Más que bendecido yo me atrevería a decir que somos un país precavido. Y no es que esté menospreciando el poder de la mano divina, tan necesaria como efectiva, para librarnos de males peores, pero sin duda en los efectos originados por el terremoto de la semana pasada, vemos aplicada a la realidad aquella máxima de que a Dios rogando y con el mazo dando.
Si a sabiendas de que vivimos en un país propenso a eventos telúricos y ante el inminente sismo de gran magnitud anunciado hace más de 20 años en la península de Nicoya (no sabemos con exactitud si se cumplió la profecía o solamente nos dieron un anticipo), nos hubiéramos quedado de brazos cruzados, suplicando por la misericordia divina y rehuyendo la responsabilidad humana, es probable que hoy en lugar de estar contando la historia estuviéramos contando muertos entre los escombros.
Pero no, gracias a Dios y a nuestra capacidad previsora, desde hace tiempo atrás, supimos actuar con cautela y prevención, adoptando las medidas necesarias para que nuestra infraestructura y nuestra gente no se vieran ingratamente sorprendidas frente a los impredecibles embates de la naturaleza.
Contamos con un código sísmico de acatamiento obligatorio en las construcciones, desarrollamos planes de prevención y evacuación, ideamos protocolos de emergencia, realizamos investigaciones de campo exhaustivas, entre otras medidas que demuestran el manifiesto sentido de urgencia y prudencia con que nos hemos preparado para los tradicionales meneones.
Es cierto aún falta mucho por hacer, pero nada de lo logrado hasta la fecha anterior ha sido un golpe de suerte u obra de un milagro, sino, por el contrario, de un esfuerzo humano sostenido, liderado por un grupo interdisciplinario de especialistas que, desde la academia, los estudios o la política, han actuado con la previsión correspondiente para que los efectos provocados por el sismo no hayan sido los consecuentes con un evento de alto poder destructivo como el ocurrido.
Y en todo caso, si insistimos en atribuir el moderado impacto del sismo a una intercesión del Todopoderoso y al manto protector de la Virgen de Los Ángeles, que nos ha salvado no pocas veces, digamos que tanto ellos como nosotros contamos con la bendición de tener una legión de ángeles terrenales que han venido trabajando arduamente en la mitigación de desastres naturales, por más que los tilden de alarmistas o paranoicos extremistas.
Limitarnos a calificar los pocos daños materiales y la ausencia de víctimas mortales como un hecho milagroso que sobrepasa el entendimiento humano, lo considero: injusto para quienes se han partido el lomo para evitar que la naturaleza se salga con la suya, arriesgado para la población que podría verse arrastrada a un estado de conformismo que privilegie la oración sobre la acción y, finalmente, bastante egoísta para los países, menos afortunados, pero igual de creyentes, que no han corrido la misma suerte que nosotros con eventos de igual o menor intensidad.
Es más, me atrevo a decir que ni al mismo Dios le debe hacer mucha gracia de que lo señalemos como el único responsable de protegernos del movimiento sísmico.

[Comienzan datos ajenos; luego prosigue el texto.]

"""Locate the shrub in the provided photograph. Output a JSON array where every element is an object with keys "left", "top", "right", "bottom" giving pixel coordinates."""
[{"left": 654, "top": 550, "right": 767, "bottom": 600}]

Es ponerlo en una situación comprometedora frente a los terremotos acaecidos en otras naciones que, al igual que Costa Rica, merecen la misma benevolencia divina. Recordemos que Dios es amor, no sólo para los costarricenses, sino para toda la humanidad, independientemente de nacionalidades, etnia, credo político o condición social y económica. El jamás va a preferir la muerte de un chileno o un haitiano por encima de la de un costarricense. Ni los desastres naturales, ni las guerras, ni los accidentes, ni la pobreza, ni la injusticia, reflejan la voluntad de Dios, por el contrario, evidencian la ausencia de Él en muchas áreas de nuestras vidas imperfectas.
Recurrir a la protección divina como escudo frente a lo incierto siempre es una buena elección, pero si ésta la combinamos con acciones humanas concretas el resultado puede ser mucho más positivo. ¡Ayudemos a la fe a mover montañas!